By Russ Pankonin, The Imperial Republican
Come January, politics in Washington, D.C. will take a right turn when the Republicans control both the U.S. Senate and the House of Representatives.
Voters across the nation dealt a devastating blow to the Obama presidency and his policies in mid-term elections last month.
Republicans took control of the Senate for the first time in eight years, with a net gain of at least eight seats in the Senate. (There are runoffs in December to decide three other seats). Plus, they begin the 2015 session with its largest majority in the House since the 1940s.
Oddly enough, Nebraskans in the 2nd District will be sending a Democrat to the House of Representatives. Former State Senator Brad Ashford defeated incumbent Lee Terry with a promise to work across the aisle to help break gridlock in D.C.
Unfortunately, that’s going to be harder than he expected. While in D.C. recently, he attended a dinner for House members. He expected both parties would attend the dinner together. Instead, Republican House members had their own dinner down the hall.
Ashford’s on the right track though, trying to reach across party lines to get things done. More politicians in D.C. need to follow his lead.
When the Republicans won both the House and Senate while Democrat Bill Clinton was president, the two parties found common ground and moved this country forward. When the Democrats controlled Congress while George W. Bush was president, the two parties were able to work together to pass key legislation.

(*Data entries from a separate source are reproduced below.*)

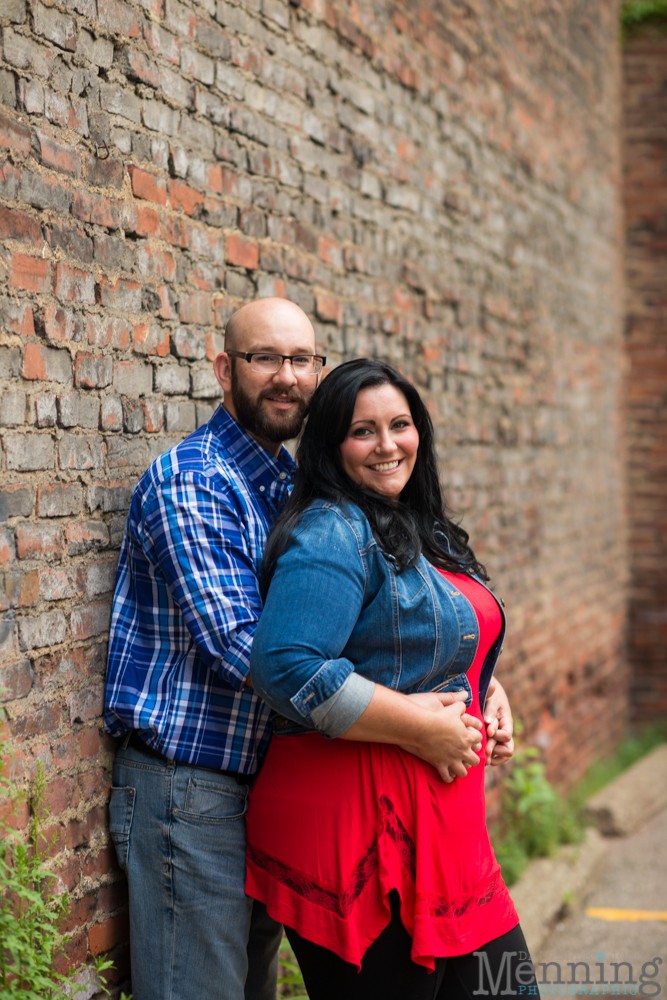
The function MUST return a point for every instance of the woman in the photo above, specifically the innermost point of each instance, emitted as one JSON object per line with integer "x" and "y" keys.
{"x": 375, "y": 856}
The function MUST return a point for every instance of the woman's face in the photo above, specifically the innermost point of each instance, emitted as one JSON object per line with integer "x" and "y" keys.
{"x": 380, "y": 449}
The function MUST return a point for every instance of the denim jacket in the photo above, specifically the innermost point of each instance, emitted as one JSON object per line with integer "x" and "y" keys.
{"x": 339, "y": 618}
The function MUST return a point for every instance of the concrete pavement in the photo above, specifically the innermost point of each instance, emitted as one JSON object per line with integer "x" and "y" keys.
{"x": 631, "y": 877}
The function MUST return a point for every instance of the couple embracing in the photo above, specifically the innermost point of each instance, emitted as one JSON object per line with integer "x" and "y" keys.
{"x": 301, "y": 676}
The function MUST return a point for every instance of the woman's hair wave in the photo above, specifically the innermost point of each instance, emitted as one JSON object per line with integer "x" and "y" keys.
{"x": 418, "y": 524}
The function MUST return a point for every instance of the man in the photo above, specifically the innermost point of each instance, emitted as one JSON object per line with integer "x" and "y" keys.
{"x": 178, "y": 692}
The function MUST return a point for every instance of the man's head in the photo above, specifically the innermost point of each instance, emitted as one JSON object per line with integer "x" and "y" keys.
{"x": 271, "y": 407}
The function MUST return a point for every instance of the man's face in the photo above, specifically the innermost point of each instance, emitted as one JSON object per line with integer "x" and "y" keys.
{"x": 271, "y": 407}
{"x": 274, "y": 413}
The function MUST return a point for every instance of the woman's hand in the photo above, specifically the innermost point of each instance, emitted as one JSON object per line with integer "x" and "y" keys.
{"x": 445, "y": 746}
{"x": 499, "y": 725}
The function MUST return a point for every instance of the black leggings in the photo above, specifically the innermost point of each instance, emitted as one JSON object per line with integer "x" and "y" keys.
{"x": 388, "y": 972}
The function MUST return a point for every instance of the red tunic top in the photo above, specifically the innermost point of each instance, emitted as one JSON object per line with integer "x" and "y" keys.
{"x": 334, "y": 825}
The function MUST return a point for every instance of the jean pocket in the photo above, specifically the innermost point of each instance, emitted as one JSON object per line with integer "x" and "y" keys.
{"x": 121, "y": 810}
{"x": 459, "y": 682}
{"x": 214, "y": 802}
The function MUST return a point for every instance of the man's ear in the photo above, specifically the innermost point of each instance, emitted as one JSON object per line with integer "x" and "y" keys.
{"x": 222, "y": 366}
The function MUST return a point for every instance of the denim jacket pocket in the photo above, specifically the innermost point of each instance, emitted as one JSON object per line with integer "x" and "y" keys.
{"x": 459, "y": 682}
{"x": 121, "y": 811}
{"x": 214, "y": 802}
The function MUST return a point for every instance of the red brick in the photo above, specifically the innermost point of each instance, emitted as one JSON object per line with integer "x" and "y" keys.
{"x": 156, "y": 263}
{"x": 96, "y": 208}
{"x": 144, "y": 221}
{"x": 46, "y": 364}
{"x": 97, "y": 821}
{"x": 81, "y": 536}
{"x": 30, "y": 273}
{"x": 58, "y": 323}
{"x": 242, "y": 253}
{"x": 148, "y": 338}
{"x": 196, "y": 308}
{"x": 64, "y": 752}
{"x": 7, "y": 548}
{"x": 102, "y": 937}
{"x": 59, "y": 584}
{"x": 69, "y": 873}
{"x": 16, "y": 225}
{"x": 184, "y": 198}
{"x": 94, "y": 783}
{"x": 92, "y": 371}
{"x": 111, "y": 331}
{"x": 90, "y": 620}
{"x": 15, "y": 682}
{"x": 15, "y": 815}
{"x": 14, "y": 135}
{"x": 37, "y": 722}
{"x": 104, "y": 864}
{"x": 119, "y": 18}
{"x": 38, "y": 541}
{"x": 18, "y": 589}
{"x": 327, "y": 308}
{"x": 121, "y": 294}
{"x": 88, "y": 742}
{"x": 59, "y": 669}
{"x": 60, "y": 795}
{"x": 175, "y": 230}
{"x": 72, "y": 284}
{"x": 59, "y": 155}
{"x": 138, "y": 66}
{"x": 147, "y": 186}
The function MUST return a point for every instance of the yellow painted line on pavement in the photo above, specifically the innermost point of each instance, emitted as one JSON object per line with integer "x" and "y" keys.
{"x": 608, "y": 913}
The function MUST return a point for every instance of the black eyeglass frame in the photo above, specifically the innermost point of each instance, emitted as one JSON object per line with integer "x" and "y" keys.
{"x": 285, "y": 357}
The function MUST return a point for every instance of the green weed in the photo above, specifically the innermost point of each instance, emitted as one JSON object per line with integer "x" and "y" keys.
{"x": 31, "y": 914}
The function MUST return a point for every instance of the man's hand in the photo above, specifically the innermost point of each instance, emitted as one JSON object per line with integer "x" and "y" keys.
{"x": 432, "y": 726}
{"x": 453, "y": 747}
{"x": 499, "y": 725}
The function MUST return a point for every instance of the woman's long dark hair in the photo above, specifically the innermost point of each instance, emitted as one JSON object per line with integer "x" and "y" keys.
{"x": 417, "y": 524}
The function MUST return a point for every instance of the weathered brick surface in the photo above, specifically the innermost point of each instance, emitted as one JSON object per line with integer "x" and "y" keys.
{"x": 434, "y": 185}
{"x": 645, "y": 148}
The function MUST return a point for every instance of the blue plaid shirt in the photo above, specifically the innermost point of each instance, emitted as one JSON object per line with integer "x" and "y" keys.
{"x": 187, "y": 599}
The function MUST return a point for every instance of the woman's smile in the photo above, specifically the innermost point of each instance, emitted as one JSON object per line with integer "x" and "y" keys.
{"x": 380, "y": 450}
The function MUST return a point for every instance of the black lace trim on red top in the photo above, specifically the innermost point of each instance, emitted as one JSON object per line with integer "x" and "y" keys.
{"x": 341, "y": 903}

While we could hope that spirit of cooperation will emerge again, the signals coming from the White House indicate otherwise.
Using the power of executive order, President Obama protected millions of immigrants from deportation. He toughened air standards once again that will have devastating impact on the generation of electricity through the use of coal. Plus, the Environmental Protection Agency is implementing unreasonable standards on numerous industries, including agriculture. He’s also likely to veto any bill approving the XL pipeline.

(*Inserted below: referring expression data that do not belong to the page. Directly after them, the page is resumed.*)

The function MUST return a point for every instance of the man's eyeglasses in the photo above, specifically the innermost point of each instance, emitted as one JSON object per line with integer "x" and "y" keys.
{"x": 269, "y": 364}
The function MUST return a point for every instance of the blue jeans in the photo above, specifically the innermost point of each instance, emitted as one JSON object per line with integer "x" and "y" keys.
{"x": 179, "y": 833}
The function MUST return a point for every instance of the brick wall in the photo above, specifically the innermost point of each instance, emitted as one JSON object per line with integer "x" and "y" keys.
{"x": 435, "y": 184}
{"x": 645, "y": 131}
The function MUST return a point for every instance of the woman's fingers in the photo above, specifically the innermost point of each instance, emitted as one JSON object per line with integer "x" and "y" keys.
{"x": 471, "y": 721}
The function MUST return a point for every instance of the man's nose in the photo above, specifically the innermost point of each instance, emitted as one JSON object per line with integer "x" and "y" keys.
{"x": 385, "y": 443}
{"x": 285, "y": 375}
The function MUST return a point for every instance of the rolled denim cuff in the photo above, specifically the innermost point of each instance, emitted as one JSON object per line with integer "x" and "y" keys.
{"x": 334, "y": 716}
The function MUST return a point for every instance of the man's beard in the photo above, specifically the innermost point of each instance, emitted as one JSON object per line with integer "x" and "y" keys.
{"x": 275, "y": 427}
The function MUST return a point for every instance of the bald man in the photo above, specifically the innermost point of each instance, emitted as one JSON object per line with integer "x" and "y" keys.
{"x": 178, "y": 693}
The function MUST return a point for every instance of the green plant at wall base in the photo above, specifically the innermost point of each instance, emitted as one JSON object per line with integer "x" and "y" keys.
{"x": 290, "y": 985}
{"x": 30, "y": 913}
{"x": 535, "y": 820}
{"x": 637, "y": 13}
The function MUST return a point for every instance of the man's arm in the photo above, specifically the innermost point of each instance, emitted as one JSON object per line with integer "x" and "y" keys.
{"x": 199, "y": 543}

He showed some bipartisanship by appointing former Nebraska Republican Senator Chuck Hagel as his secretary of defense, only to push him out last week.
Perhaps the newfound power of majority for the Republicans can help break the gridlock that has crippled our country for the past six years.
Ashford’s on the right track by trying to work across party lines. Let’s hope more of his colleagues in Congress share the same ideals, working not for what’s best for their party but working for what’s best for America. Our future is riding on that.